The insurance fund traders were not compelled to close the liquidated positions they took over on 19 May. They may have closed anything between 0 and 100%. According to this tweet from Francis Kim, the insurance fund closed positions worth more than $500 million on 19 May. But I have yet to verify these data. Whatever they did close would have realised a massive loss because all perpetuals fell 30% - 45% in a few minutes, so there would be huge slippage even on moderate positions. The slippage through the $500 million+ trades that Francis Kim claims were made in about 1 hour on 19 May, would have marked up enormous realised losses. These would have been covered by Binance’s own capital – we know this because the insurance fund data (realised PnL in their website) hardly moved at all.

Soon after 19 May, regulators in the UK and globally ebbed the flow of retail traders onboarding to Binance through its subsidiaries. This creates a ‘toxic flow’ situation – in other words, with the little fish disappearing, the insurance fund traders have been holding very large long positions against other professional traders like Alameda Research and Cumberland Capital.

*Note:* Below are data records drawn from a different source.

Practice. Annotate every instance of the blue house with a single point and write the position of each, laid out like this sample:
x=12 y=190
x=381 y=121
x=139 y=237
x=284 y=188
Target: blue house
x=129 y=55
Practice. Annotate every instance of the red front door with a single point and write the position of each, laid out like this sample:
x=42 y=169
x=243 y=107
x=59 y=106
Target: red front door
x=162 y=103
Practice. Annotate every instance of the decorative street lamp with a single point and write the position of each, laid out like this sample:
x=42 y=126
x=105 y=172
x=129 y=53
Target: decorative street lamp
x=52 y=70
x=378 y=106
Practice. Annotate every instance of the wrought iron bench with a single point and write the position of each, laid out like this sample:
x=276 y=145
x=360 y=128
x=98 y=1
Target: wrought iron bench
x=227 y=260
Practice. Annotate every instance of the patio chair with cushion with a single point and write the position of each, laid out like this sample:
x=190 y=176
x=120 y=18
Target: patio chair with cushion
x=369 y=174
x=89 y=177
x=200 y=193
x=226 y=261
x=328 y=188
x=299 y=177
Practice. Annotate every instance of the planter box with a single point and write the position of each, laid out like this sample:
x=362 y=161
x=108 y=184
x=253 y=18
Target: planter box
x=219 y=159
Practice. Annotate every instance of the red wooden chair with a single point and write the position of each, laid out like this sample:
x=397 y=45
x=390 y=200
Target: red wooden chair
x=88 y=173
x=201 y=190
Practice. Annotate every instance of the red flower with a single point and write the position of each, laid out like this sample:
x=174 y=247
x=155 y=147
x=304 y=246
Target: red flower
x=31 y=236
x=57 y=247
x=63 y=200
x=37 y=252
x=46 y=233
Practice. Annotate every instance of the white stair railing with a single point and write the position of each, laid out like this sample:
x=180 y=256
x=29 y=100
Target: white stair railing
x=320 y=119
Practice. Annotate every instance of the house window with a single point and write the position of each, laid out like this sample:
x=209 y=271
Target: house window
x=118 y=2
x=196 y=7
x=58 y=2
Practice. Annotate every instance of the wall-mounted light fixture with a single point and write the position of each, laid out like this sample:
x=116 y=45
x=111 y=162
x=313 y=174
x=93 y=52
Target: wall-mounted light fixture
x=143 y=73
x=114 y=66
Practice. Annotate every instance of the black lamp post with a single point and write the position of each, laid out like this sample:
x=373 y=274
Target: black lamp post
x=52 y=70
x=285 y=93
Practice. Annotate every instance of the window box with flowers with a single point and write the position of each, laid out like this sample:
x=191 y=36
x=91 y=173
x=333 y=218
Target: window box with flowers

To conclude, following mass liquidation events such as 18 April, 19 May, 25 July etc., Binance’s insurance fund trading may find their algorithms increasingly up against the algos run by much bigger and faster professional traders. Binance has grown so quickly that I have to say, I do question the expertise of the insurance fund trading bots opposite the likes of premier division players like Alameda or Cumberland.

Furthermore, Binance have no circuit-break rules, so the outage of the platform on 19 May was unintentional, Binance claim. But it still had exactly the same effect as a circuit break, i.e. trading only resumed once prices had stabilized, as the figure above shows.

I conclude by noting that, while the Binance bots might not be able to match the likes of those of Alameda or Cumberland, trading on the home ground gives the home team one great advantage – the referee is theirs, and the referee has the right to stop the game.